Now that hardware is changing and pixel densities are growing, pixels are struggling to find relevance as the stable unit they once were. Browser zooming is one thing and has been covered on QuirksMode. But what is a pixel on high resolution devices today? Why does the 640px × 960px iPhone 4 claim to be 320px × 480px in the browser? The truth is that there are two different definitions of pixels: they can be the smallest unit a screen can support (a hardware pixel) or a pixel can be based on an optically consistent unit called a “reference pixel.”
The hardware pixel
Most of us are familiar with the hardware pixel. It’s the smallest point a screen can physically display and is usually comprised of red, green, and blue sub-pixels. Light from these three sub-pixels is mixed to create the colors we see. Because the hardware pixel relates to a physical element on a screen it cannot be stretched, skewed, or subdivided. These properties make the hardware pixel like the atom: the unit of design on which we build everything.

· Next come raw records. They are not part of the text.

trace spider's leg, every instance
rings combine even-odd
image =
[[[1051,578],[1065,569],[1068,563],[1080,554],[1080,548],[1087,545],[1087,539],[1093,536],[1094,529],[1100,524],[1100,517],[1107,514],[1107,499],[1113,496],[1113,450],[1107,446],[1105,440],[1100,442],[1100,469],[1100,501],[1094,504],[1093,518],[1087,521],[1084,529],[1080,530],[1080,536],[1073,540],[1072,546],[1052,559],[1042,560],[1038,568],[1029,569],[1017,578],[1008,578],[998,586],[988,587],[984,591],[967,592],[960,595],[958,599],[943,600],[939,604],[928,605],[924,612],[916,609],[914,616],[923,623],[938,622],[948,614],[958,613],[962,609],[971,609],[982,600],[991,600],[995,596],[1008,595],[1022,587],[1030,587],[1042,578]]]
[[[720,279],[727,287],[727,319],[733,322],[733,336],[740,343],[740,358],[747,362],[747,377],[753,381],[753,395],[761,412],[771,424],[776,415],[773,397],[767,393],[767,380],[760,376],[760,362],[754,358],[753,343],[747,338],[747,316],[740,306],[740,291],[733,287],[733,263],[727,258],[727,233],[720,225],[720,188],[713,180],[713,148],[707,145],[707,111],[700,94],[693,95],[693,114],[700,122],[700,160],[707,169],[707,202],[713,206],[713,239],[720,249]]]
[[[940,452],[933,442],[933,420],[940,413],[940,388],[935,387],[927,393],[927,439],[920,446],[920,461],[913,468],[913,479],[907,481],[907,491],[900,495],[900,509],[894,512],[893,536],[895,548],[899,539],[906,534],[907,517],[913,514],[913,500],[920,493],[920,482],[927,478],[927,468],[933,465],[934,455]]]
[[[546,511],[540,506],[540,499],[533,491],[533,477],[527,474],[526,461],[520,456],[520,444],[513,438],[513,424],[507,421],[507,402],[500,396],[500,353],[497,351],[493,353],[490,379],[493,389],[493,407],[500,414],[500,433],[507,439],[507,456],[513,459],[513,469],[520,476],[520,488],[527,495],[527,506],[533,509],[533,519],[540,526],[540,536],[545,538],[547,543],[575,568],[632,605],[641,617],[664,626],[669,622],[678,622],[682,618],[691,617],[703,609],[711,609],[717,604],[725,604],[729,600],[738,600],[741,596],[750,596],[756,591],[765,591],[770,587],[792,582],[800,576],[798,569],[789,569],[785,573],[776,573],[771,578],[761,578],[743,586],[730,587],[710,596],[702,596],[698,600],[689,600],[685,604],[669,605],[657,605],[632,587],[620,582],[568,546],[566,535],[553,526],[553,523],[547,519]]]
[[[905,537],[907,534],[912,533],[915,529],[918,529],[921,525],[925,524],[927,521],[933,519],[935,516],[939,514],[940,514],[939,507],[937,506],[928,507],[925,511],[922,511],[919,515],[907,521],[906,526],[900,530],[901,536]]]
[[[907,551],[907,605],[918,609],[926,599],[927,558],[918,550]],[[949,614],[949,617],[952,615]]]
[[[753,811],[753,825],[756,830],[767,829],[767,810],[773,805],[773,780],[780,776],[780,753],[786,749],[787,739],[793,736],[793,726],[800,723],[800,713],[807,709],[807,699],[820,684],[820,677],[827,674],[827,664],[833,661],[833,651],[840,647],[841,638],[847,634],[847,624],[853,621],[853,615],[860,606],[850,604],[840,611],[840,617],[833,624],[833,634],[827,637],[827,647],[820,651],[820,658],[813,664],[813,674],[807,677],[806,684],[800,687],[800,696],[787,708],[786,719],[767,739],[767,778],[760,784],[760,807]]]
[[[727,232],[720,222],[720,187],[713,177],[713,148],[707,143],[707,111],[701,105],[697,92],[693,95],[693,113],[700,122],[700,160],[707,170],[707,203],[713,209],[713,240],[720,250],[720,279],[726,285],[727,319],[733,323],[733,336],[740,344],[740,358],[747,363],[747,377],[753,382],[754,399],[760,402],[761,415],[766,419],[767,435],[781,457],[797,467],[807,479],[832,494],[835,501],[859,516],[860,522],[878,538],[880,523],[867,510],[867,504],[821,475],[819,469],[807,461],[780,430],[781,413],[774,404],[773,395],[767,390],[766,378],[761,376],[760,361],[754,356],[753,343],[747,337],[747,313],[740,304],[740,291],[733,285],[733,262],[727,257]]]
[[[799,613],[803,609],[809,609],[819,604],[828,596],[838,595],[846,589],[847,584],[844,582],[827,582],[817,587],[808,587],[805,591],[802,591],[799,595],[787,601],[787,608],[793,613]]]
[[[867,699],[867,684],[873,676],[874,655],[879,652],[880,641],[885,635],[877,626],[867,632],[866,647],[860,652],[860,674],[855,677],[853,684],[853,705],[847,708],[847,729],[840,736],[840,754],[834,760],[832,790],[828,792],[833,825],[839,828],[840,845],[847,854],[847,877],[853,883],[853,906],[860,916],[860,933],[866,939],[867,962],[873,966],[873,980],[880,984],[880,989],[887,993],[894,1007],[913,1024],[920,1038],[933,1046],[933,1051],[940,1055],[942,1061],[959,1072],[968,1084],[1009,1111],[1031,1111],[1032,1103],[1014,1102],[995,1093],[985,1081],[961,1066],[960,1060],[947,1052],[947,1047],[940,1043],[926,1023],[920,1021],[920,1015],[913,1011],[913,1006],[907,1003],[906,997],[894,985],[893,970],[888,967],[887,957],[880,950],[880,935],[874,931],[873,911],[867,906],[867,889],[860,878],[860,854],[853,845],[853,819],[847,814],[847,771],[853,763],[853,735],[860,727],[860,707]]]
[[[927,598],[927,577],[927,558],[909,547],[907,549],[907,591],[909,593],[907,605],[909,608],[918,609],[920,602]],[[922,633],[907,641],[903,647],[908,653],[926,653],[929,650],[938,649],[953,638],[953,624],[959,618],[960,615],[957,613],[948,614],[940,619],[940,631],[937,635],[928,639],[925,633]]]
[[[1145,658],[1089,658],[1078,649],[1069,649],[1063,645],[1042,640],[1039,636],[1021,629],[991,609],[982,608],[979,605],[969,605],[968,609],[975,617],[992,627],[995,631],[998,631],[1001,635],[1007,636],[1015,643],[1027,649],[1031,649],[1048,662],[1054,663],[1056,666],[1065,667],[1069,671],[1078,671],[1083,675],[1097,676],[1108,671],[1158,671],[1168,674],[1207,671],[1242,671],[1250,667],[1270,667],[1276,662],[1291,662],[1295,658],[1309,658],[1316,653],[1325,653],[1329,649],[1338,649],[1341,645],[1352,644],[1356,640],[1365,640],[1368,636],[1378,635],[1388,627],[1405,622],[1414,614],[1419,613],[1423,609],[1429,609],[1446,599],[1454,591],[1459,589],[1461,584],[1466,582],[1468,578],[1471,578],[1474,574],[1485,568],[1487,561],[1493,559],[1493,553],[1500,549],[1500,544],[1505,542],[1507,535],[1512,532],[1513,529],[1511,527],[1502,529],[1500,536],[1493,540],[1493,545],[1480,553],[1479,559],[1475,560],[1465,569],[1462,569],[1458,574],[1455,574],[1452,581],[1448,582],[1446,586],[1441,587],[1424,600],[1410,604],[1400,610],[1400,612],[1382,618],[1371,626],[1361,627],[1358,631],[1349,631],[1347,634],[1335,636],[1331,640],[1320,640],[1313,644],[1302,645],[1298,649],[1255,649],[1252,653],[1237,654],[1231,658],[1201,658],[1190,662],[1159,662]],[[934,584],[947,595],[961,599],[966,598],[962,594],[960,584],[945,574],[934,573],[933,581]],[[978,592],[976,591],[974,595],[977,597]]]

The reference pixel and splitting atoms
Things are changing for the pixel. The w3c currently defines the reference pixel as the standard for all pixel-based measurements. Now, instead of every pixel-based measurement being based on a hardware pixel it is based on an optical reference unit that might be twice the size of a hardware pixel. This new pixel should look exactly the same in all viewing situations. The beauty of using a reference pixel is that it takes proximity to a screen into account. When using a phone that you held close, a reference pixel will be smaller on the screen than a projection you view from a distance. If the viewer holds their phone up so it is side-by-side with the projection, the pixel sizes should look identical no matter the resolution or pixel density the devices have. When implemented properly, this new standard will provide unprecedented stability across all designs on all platforms no matter the pixel density or viewing distance.